Dengan kata lain, hal tersebut akan menjadi faktor penggerak penting terhadap kenaikan pasar saham global, permintaan mata uang pasar berkembang, dan komoditas seperti minyak. “Sebaliknya, ini adalah risiko yang dapat menghentikan reli dolar yang telah terjadi sejak Februari,” pungkasnya.
Ekonom Bank Permata Josua Pardede menilai rupiah yang melemah dalam dua hari terakhir ini dipengaruhi oleh tren penguatan dolar AS terhadap beberapa mata uang utama seperti euro, pound sterling, yen.
Permintaan pada dolar AS yang meningkat didorong oleh risk averse sentiment karena pelaku pasar masih menunggu perkembangan negosiasi dagang antara pemerintah AS dan China, mengingat pemerintah Amerika Serikat menunda untuk menyesuaikan tarif impor produk China hingga akhir bulan ini.
“Pelaku pasar mengantisipasi skenario terburuk apabila tidak mencapai trade deal.
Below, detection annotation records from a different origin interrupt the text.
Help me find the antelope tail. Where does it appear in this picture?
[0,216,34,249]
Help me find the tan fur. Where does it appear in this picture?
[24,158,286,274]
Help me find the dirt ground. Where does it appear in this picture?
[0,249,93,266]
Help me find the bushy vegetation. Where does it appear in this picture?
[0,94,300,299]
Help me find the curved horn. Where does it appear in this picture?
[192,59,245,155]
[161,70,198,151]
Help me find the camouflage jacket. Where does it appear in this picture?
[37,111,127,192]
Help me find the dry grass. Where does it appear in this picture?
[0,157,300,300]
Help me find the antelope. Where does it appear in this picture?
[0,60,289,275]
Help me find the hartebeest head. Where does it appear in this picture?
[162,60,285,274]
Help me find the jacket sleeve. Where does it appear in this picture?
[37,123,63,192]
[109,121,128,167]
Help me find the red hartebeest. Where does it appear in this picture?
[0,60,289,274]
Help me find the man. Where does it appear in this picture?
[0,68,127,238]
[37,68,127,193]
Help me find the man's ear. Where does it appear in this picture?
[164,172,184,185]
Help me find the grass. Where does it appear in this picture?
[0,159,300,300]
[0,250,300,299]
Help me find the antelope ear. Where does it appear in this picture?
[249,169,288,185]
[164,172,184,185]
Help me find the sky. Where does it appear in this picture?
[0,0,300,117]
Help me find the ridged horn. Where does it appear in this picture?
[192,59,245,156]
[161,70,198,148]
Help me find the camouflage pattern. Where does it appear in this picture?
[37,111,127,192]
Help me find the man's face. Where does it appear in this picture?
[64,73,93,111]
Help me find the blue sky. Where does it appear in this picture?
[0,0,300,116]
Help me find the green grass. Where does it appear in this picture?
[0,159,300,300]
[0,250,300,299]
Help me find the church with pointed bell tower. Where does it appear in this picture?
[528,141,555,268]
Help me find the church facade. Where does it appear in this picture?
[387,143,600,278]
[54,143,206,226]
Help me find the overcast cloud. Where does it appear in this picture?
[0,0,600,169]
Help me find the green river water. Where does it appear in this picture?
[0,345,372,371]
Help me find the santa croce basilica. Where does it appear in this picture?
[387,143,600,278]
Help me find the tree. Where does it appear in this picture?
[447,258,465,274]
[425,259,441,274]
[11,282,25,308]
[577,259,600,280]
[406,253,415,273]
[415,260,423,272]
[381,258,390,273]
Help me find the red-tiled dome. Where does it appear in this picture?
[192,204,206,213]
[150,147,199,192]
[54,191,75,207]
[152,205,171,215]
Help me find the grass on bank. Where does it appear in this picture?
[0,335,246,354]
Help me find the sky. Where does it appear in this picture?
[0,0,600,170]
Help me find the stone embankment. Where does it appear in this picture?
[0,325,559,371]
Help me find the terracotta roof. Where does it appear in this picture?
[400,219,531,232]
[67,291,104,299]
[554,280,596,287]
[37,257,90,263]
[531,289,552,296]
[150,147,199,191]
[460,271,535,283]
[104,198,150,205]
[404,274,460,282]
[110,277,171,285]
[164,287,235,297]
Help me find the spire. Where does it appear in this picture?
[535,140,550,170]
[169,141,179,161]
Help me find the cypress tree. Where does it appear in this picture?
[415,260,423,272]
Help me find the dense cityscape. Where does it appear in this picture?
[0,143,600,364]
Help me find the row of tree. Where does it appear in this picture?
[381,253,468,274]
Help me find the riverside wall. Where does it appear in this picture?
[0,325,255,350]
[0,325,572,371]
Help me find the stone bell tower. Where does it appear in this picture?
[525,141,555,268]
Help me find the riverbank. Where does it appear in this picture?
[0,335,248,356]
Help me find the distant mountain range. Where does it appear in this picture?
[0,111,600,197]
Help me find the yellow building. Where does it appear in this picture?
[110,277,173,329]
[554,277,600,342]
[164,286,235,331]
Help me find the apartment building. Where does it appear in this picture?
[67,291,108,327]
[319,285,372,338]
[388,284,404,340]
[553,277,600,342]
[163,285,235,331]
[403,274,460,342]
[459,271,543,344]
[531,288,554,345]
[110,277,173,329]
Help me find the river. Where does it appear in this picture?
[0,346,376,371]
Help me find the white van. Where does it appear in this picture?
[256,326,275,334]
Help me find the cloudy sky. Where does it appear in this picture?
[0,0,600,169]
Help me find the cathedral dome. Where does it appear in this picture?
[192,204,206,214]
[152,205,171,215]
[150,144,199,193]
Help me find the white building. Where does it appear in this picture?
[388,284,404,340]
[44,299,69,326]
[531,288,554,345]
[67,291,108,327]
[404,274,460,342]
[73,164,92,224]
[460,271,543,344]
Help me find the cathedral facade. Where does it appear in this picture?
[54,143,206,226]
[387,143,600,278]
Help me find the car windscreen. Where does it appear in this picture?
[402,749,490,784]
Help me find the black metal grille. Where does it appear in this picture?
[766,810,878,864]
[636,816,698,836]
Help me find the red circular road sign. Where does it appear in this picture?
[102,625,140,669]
Selain itu, terkait perang dagang, penguatan dolar AS juga pelemahan mata uang utama lainnya,” beber dia.
Euro tertekan oleh rilis data-data ekonomi Jerman dan Euro zone, sementara pound sterling juga dipengaruhi negatif oleh ketidakpastian proses Brexit serta rilis data Inggris yang juga melambat salah satunya data produk domestik bruto (PDB) kuartal IV/2018.
Sementara itu, risiko global cenderung masih tinggi lantaran terdapat kemungkinan terjadinya shutdown pemerintahan AS, mengingat pembicaraan belanja keamanan perbatasan yang diajukan oleh pemerintah AS masih belum disepakati oleh parlemen. “Dari dalam negeri, faktor pelebaran defisit transaksi berjalan pada kuartal IV/2018 masih mendorong peningkatan volatilitas rupiah,” pungkas dia.